Tall Paul wrote:I agree that's a reasonable argument.
I asked this earlier, how much force does a push need to be in order to be a foul? The laws just say a push is a foul, nothing about whether the push is enough to make the player fall over.
I think it's a foul by the letter of the law, but they're very rarely given.
Remember that the laws don't say that a push has to be with the hands. So basically every time two players touch, there is a foul (unless it's shoulder to shoulder within playing distance of the ball, the one aspect of touching that is specifically allowed). So if two players attack the same ball, they are both fouling each other and a drop ball should be awarded; if one of them is moving fractionally away at the moment of touching, then it is a free kick or a penalty. That is the definition of a foul in the way you are heading - the merest touch by definition has force behind it, so the merest touch becomes a foul. In this case, Ramsay backed into Tarkowski and Tarkowski came forward into Ramsay - simultaneous fouls by both players, drop ball.
Even if you restrict pushes to pushes with the hands, it is very hard for a defender to avoid touching a man who is backing into him. Obviously he can jump for the ball with his hands behind his back, but you lose a lot of leverage that way which gives the forward a big advantage. Certainly applying your rules, you will have to accept that most contested headers will result in a free kick or penalty (or drop ball).

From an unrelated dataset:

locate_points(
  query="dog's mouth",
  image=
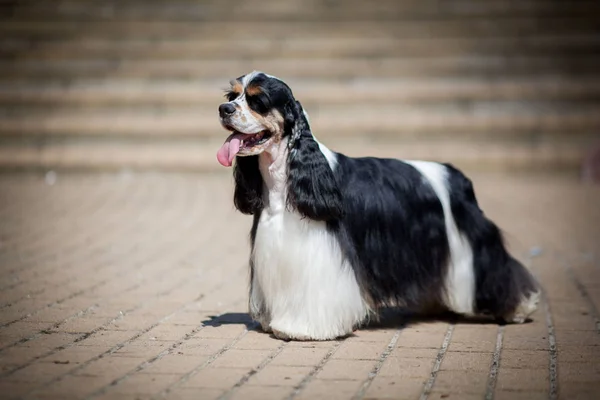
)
(243, 144)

Getting away from this reductio ad absurdem, it's pretty clear that if Burnley players and Arsenal players had spent the entire match backing into someone and throwing themselves forward, we wouldn't have had a 5-5 draw all on penalties. The ref wouldn't give them all. But this one, he chose to give. Why, I don't know. Presumably he didn't feel the same pressure on him if he'd given another nine - or even three or four - earlier in the game. Presumably he saw Ramsay's Great Leap Forward, saw that Tarkowski's hands had been on Ramsay's back, and could not conceive of any reason for Ramsay to fall like that except that he had been pushed with great force. Or perhaps he was like you and thought that's a push, only a couple of inches and not enough to make any difference, and there must have been dozens of similar pushes all over the field that I didn't see, but I've seen that one so I'll give it.
If a push with that amount of force is a penalty, then the game is a lottery, and a lottery that will be won by the cheats. The FA want to take action and explain that very very slight contact does not make a foul - no, not even if the player springs forward as if out of a cannon.